Remember when high definition was the latest thing? I do. I first saw an HD TV at the Consumer Electronics Show a while back and I was astonished. Demo video was running on a loop of someone pouring champagne into a glass. The definition was definitely the sharpest I had ever seen. I could see every individual bubble rise to the top and churn as the bubbly bubbled. It felt like I was swimming through the sparkling beverage, and it felt like a toast to the future of video. It was.
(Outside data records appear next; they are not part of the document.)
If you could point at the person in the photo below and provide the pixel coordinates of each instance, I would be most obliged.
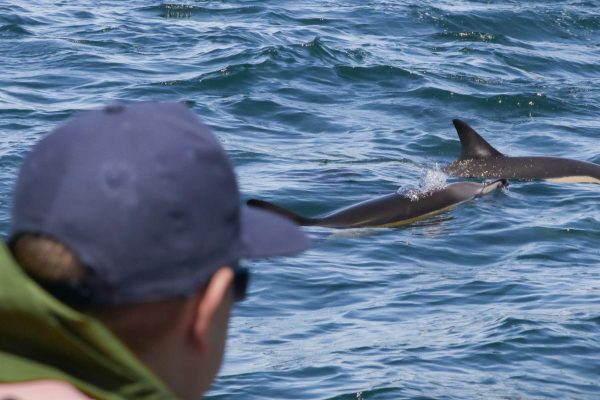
(122, 262)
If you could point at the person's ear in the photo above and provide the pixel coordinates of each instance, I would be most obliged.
(211, 312)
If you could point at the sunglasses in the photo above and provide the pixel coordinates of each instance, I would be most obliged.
(241, 275)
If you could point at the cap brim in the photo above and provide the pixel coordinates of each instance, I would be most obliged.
(265, 234)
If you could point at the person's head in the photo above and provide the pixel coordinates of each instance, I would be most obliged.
(132, 214)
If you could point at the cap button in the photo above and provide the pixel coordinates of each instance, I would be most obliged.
(113, 108)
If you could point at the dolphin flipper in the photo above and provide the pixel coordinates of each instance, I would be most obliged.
(284, 212)
(473, 145)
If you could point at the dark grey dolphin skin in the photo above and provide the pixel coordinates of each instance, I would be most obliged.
(480, 160)
(390, 210)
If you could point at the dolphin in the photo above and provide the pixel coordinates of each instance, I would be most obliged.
(390, 210)
(480, 160)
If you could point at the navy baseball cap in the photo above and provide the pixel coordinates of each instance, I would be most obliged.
(147, 199)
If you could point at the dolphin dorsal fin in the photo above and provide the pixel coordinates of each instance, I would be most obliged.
(473, 145)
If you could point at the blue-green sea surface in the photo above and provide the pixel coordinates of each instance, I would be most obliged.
(321, 104)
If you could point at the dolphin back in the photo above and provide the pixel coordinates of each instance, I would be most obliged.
(284, 212)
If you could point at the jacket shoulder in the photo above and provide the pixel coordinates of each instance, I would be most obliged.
(40, 390)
Technology marches on. Black and white became color and standard definition became high. 480p (A 480 pixels tall picture) became 720p (720 pixels tall) and evolved into 1080p (1080 pixels tall). Now there’s 4K. That’s 2160p. The champagne video I wondered over was presented in 1920 by 1080 pixels. 4K is four times as sharp a picture, glistening in 4096 by 2160 pixels.
OK, so what do all these pixels do for you, the viewer?
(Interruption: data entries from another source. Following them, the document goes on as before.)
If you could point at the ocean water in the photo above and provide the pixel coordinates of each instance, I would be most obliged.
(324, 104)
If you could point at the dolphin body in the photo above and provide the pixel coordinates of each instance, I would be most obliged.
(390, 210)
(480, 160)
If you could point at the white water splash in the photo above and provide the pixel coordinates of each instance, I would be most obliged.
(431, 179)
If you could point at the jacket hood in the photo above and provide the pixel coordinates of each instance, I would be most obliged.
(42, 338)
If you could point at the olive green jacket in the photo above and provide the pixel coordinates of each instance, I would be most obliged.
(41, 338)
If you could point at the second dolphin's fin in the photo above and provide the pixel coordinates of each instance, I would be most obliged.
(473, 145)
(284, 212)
What makes 4K video resolution awesome is the ability to go big. Really big. Deeper resolution means TV or projector screens can be bigger and bigger without sacrificing sharpness, contrast, and color. You see, the bigger a screen gets, the greater the potential for the picture to look fuzzy – if the resolution doesn’t scale up with it. The more pixels you can stuff into the space of a screen dimension, the sharper the picture will look. The tighter packed the pixels are with all the neighboring pixels, the better.
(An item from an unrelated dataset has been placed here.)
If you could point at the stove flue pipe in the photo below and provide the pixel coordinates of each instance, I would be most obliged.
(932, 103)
Think of it this way: You print out some photos on your inkjet printer with brand new cartridges installed. The photos come out looking great, with rich details and vivid color and contrast. Now, let’s say the ink cartridges are on their last legs. The colors look washed out and maybe some don’t even print at all, right? The new cartridges gave you more saturation. Video resolution has it limits in a similar way. Bigger screens need more pixels, and 4K is the sharpest available today.